I was diagnosed about two years ago with ocular dominant, seronegative MG.  I'm on pyridostigmine and prednisone.  I have what I truly believe are some generalized symptoms coming on.  Things like:

- my right hand is unable to pick up and carry heavy things - yet the neurologist I saw last says my strength is fine.  Doesn't feel like it to be.  A gallon of milk is too heavy for that hand.  

- I go through spurts of time, days, weeks, where I am repeatedly biting myself inside my cheeks or my tongue.  Then it will go away for a bit, or lessen, then eventually it will start back up again.

- crushing fatigue (I do also have CFS/ME and fibromyalgia) - can't function fatigue

- my voice is raspy, quieter than before, and nasal

- I used to be able to sing very well, recorded some backup harmonies for a band.  Now?  Sometimes I'm sounding like always.  And sometimes I can't control my voice at all - the pitch is just way out there and I can't fix it.

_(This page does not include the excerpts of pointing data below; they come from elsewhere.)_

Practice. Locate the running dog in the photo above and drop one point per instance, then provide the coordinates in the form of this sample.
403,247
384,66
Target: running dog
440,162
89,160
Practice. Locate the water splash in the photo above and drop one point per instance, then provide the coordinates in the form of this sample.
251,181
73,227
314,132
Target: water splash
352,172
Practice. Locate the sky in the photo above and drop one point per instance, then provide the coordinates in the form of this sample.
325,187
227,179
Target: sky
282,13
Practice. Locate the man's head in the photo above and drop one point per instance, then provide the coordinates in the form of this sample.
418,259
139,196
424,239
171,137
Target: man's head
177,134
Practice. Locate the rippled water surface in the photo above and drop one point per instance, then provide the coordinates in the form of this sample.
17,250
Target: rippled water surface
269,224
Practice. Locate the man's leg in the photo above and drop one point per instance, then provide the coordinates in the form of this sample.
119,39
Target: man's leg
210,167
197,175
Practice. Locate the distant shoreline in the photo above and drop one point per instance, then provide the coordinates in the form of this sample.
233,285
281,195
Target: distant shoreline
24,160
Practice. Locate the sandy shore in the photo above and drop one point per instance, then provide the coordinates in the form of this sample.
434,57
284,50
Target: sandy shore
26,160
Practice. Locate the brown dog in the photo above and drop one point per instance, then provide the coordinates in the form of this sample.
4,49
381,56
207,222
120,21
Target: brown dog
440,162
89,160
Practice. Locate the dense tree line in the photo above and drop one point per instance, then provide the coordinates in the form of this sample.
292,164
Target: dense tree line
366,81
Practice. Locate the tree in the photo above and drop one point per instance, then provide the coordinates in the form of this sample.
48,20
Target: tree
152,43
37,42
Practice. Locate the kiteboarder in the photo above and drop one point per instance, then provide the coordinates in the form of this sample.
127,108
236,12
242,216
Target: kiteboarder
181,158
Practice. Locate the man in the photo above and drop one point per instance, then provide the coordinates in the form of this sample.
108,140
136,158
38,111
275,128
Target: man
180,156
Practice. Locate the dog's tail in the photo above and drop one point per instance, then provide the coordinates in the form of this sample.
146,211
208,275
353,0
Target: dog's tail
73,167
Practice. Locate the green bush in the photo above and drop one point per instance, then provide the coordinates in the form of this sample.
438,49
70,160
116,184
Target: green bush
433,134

- I'm regularly inhaling food or drink by accident

- I feel totally out of breath after any sort of exercise, like walking from the car to the office.  Yet my PFT was normal.  Even though after going through it, I was miserable.  I wheeze a lot.  Yet my asthma is under control.  There's a difference between my asthma and this - it's really different to me.

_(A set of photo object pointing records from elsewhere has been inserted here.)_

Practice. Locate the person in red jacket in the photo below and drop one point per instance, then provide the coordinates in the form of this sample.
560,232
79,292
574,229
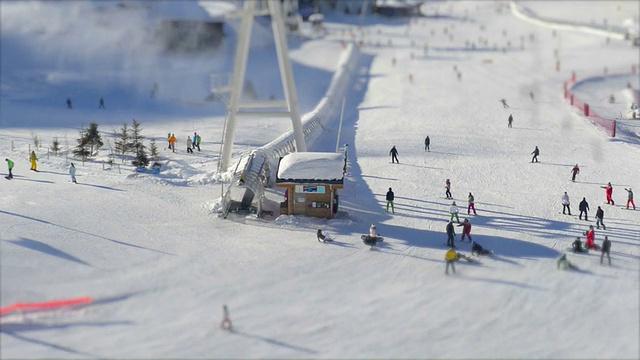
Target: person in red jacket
609,191
591,237
466,229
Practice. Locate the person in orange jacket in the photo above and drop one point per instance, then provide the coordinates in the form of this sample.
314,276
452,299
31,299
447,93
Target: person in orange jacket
172,142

I could go on.  I took three pages of things to my neuro when I went in August.  She blew me off and only let me get through three things before she basically just rushed me on my way.  I don't understand.  I belong to several Facebook support groups for MG.  Many of the people in there have the same symptoms - some have a few, some have a few others, some have most, it varies.  I am really upset that my neurologist is supposed to be a MG specialist and yet she blows me off.